Dans ce passage qui ouvre le roman Viscéral de Rachid Djaïdani, il y une virtuosité du rythme, de la métaphore, qui relève quasiment de la performance. Nombreux sont les textes de littérature urbaine, qui comme celui-ci, présente quelques familiarités avec le slam, ou le rap, en accordant une grande importance à la musicalité des mots : ils semblent parfois écrit pour être scandés, contés en tout cas. Les images sont fortes, ancrées dans le réel. Djaïdani se plait d'ailleurs à répéter que le groupe NTM, qui a préfacé son premier roman, a salué son œuvre comme un exploit : "là où on écrit quelques couplet et un refrain, toi t'as écrit un roman entier…". Le jeune Insa Sané, auteur de deux romans chez Sarbacane (Sarcelles-Dakar et Du plomb dans le crâne ), évoluait quant à lui dans le milieu du slam avant d'être repéré par cet éditeur qui consacre désormais une collection entière (Exprim') à ce nouveau genre littéraire.

Mais attention. Il ne faudrait pas croire que la littérature urbaine ne consiste qu'en une transposition, en plus long et plus romancé, de textes destinés à être récités ou chantés sur scène. Si le parallèle avec l'univers musical fonctionne, c'est avant tout parce que ces jeunes auteurs sont aussi de fervents auditeurs, qui feront aisément référence à une œuvre musicale. La collection Exprim' propose très justement, au début de chacun de ses titres, une playlist élaborée par l'auteur, et qui doit inscrire l'œuvre dans une certaine identité artistique : et elle peut aussi bien porter une dominante hip-hop et soul, comme dans Du Plomb dans le crâne d'Insa Sané (NAS, Lunatic, The Temptations, Marvin Gaye…), que rock, comme dans l'ouvrage de Julia Kino, Adieu la chair (Alain Bashung, Marianne Faithfull, Jim Morrison…).

French Connection

Beaucoup des influences de la nouvelle littérature urbaine seraient aussi à chercher outre-Atlantique. En plus des blue jeans et du coca, il y a la musique, les livres, le cinéma, et plus récemment, les fameuses séries TV. Imprégné de cette culture omnivore (pour reprendre le terme du sociologue Peterson), il n'est plus question pour les écrivains de s'imposer des limites de style et de ton. S'il est vrai que les premiers romans du genre parlaient surtout de banlieue (Banlieue noire, de Thomté Ryan, Dit violent, de Mohamed Razane, etc...), il est impossible d'en faire le thème systématique de ce type de littérature.

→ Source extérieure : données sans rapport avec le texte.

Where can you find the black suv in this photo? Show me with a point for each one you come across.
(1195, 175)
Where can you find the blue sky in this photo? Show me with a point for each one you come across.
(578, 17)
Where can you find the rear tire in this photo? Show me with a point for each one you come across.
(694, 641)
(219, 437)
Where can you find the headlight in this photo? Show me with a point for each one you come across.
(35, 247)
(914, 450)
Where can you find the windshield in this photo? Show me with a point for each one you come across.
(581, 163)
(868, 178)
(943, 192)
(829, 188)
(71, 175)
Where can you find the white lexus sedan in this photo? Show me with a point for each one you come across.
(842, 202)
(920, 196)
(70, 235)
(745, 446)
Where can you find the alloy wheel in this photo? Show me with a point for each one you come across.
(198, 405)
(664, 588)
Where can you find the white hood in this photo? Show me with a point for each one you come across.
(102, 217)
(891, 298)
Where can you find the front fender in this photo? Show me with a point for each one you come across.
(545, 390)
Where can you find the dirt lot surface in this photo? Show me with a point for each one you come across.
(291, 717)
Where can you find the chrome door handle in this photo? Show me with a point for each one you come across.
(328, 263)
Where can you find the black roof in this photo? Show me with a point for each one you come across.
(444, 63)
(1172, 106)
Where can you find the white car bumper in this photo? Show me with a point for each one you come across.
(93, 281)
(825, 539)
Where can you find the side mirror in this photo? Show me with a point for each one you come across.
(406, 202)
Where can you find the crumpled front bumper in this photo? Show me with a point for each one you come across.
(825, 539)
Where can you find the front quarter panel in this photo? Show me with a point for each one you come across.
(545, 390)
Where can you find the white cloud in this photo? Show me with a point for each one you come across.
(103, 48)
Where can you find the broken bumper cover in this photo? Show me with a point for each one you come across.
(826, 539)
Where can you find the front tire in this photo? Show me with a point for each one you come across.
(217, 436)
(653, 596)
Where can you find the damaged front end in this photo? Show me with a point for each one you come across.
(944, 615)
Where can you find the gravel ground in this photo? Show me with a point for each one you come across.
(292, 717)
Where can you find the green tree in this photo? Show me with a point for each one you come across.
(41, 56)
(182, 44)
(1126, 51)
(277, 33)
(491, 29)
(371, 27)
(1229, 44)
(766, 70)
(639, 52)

Idéalement, celle-ci serait plutôt à rapprocher d'une écriture anglo-saxonne (Welsh, Bret Easton Ellis, Selby) qui séduit tant par son énergie et sa liberté que par le regard corrosif qu'elle porte sur la société.

Karim Madani, auteur de Fragments de cauchemar américain (Inventaire/inventions), est justement un spécialiste de la culture alternative américaine, aussi bien musicale que littéraire. Son écriture évoque clairement celles du roman noir U.S, de Raymond Chandler à James Ellroy, en passant par Chester Himes. Son nouveau roman, Les Damnés du bitume, explore davantage l'univers du gangstérisme bien américain que celui de nos cités HLM. De même, le roman de Skander Kali, Abreuvons nos sillons donne des passages d'une violence quasi-cinématographique (l'incendie d'une prison, le pétage de plomb de ses détenus) qui outrepassent évidemment le témoignage sur la vie en banlieue. Restent quelques clichés (la glande sur les parking de supermarché, la gastronomie grec-frites, l'incontournable veste Lacoste...) qui, tournés en dérision, permettent de distiller un peu d'humour dans ce récit d'une remarquable noirceur.

Quant au nouvel ouvrage de Faïza Guène, Les Gens du Balto, il emprunte lui aussi au genre du polar (le roman s'articule autour d'un meurtre à élucider), mais bien français en revanche, puisqu'il se déroule dans un bled paumé en terminus de RER, plus campagnard d'ailleurs que banlieusard. Il est rassurant de constater que ces jeunes auteurs se chargent si bien de briser le carcan dans lequel on a voulu les enfermer, en prouvant qu'ils ne sont pas les représentants d'une couche sociale, mais de la modernité d'une société et d'un langage qui ne cessent d'évoluer. La littérature urbaine a dans ce cas de beaux jours devant elle, à l'instar de la collection Exprim', qui se donne pour objectif de la faire mieux connaître.